В прошлую субботу я зашла в её комнату. Это было похоже на экспедицию в параллельную вселенную, где физические законы работают иначе. Где чашки могут размножаться делением. Где одежда способна мигрировать с полок на пол без участия человека. Где носки никогда не бывают парными.

— Кирюш, может, уберёмся здесь немного? — осторожно предложила я, стараясь не наступить на что-то важное.

— Зачем? — она оторвалась от экрана ноутбука. — Это моя комната, мой хаос, моя территория. Меня все устраивает.

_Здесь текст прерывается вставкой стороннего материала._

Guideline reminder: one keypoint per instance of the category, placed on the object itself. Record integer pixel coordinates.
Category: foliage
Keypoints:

— А микробы тоже твои? — не выдержала я.

— Да, и они имеют право на существование…

Потрясающая логика. Я почти готова аплодировать стоя, если бы не рисковала сломать ногу о завалы.
Каждый её аргумент — это шедевр софистики. Каждый спор — это проигранная мной битва ещё до её начала. Вот например диалог про учёбу:

— Кира, ты сделала домашнее задание?

— А зачем? Образование — это устаревшая система, которая подавляет индивидуальность.

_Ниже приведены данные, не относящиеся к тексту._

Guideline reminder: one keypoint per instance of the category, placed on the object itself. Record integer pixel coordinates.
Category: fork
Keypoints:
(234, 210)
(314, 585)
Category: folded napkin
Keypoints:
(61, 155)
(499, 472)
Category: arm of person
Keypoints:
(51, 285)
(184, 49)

— Но без образования сложно построить будущее.

— Будущее? В мире, где через десять лет роботы заменят большинство профессий? Мам, ты серьёзно?

И ведь не поспоришь. Я иногда думаю, что из неё выйдет гениальный адвокат или конгрессмен. Или диктатор небольшой страны — это как пойдёт.
Но самое сложное даже не это
Самое сложное — когда я вижу в ней себя. Ту самую семнадцатилетнюю девочку, которая считала, что мир вращается вокруг неё, что родители безнадёжно устарели, а все проблемы решаются одной хорошей песней тогда еще записанной на кассету.

Вчера вечером я сидела на кухне, когда Кира вдруг вышла из своей комнаты. Без телефона. Это было настолько необычно, что я чуть не пролила чай.

— Что случилось? — спросила я, ожидая новостей о конце света.

— Ничего, — она пожала плечами и села напротив. — Просто... знаешь, сегодня в мне одногруппница сказала, что я похожа на тебя. Она видела нас в магазине.

— И это плохо? — осторожно уточнила я.

— Нет, — она задумалась. — Просто странно. Мы же такие разные.

Я посмотрела на неё внимательнее. На её волосы, собранные в небрежный пучок — точно как я делала в её возрасте. На то, как она сидит, подтянув одну ногу на стул — моя любимая поза. На жест, которым она заправляет прядь за ухо.

— Да, совершенно разные, — улыбнулась я.

Мы молчали несколько минут. Без напряжения, без необходимости что-то говорить. Потом она вдруг спросила:

— А тебе было сложно в семнадцать?

— Очень, — честно ответила я. — Я думала, что никто меня не понимает.

— И как, изменилось что-нибудь?

— Да. Теперь я точно знаю, что никто никого не понимает. И это нормально.

Она улыбнулась — не своей обычной снисходительной улыбкой, а как-то по-настоящему.
— Знаешь, мам, я вынесу мусор. Только не думай, что это станет системой.

Когда она ушла, я сидела и думала о том, что подростки - они как книги на иностранном языке: вроде и буквы знакомые, а смысла не понимаешь. Мы с Кирой говорим на разных диалектах одного языка, но иногда нам удаётся понять друг друга.

Сегодня утром я проснулась, но дочери не было
Вместо этого я получила от нее эсэмэску: «Ушла с Олей в ТЦ. Прости за бардак в комнате. И за бардак в голове тоже. Я разберусь с этим. Когда-нибудь. Может быть. Лю».

Я улыбнулась и написала ответ: «Бардак — это просто нереализованный потенциал. Не торопись».
***
Когда-нибудь, лет через двадцать пять, она позвонит мне и скажет: «Мам, кажется, у меня проблемы с дочерью-подростком». И я отвечу ей самой мудрой фразой, которую усвоила за эти годы: «Не беспокойся, дорогая. Это всего лишь твоя карма возвращается, чтобы сказать привет».

А пока я буду учиться ходить по минному полю её настроения, собирать чашки из её комнаты и напоминать себе, что за каждым закатыванием глаз скрывается человек, который однажды называл меня «любимой мамочкой». И, может быть, назовёт снова. Когда ей исполнится лет тридцать. Я буду ждать.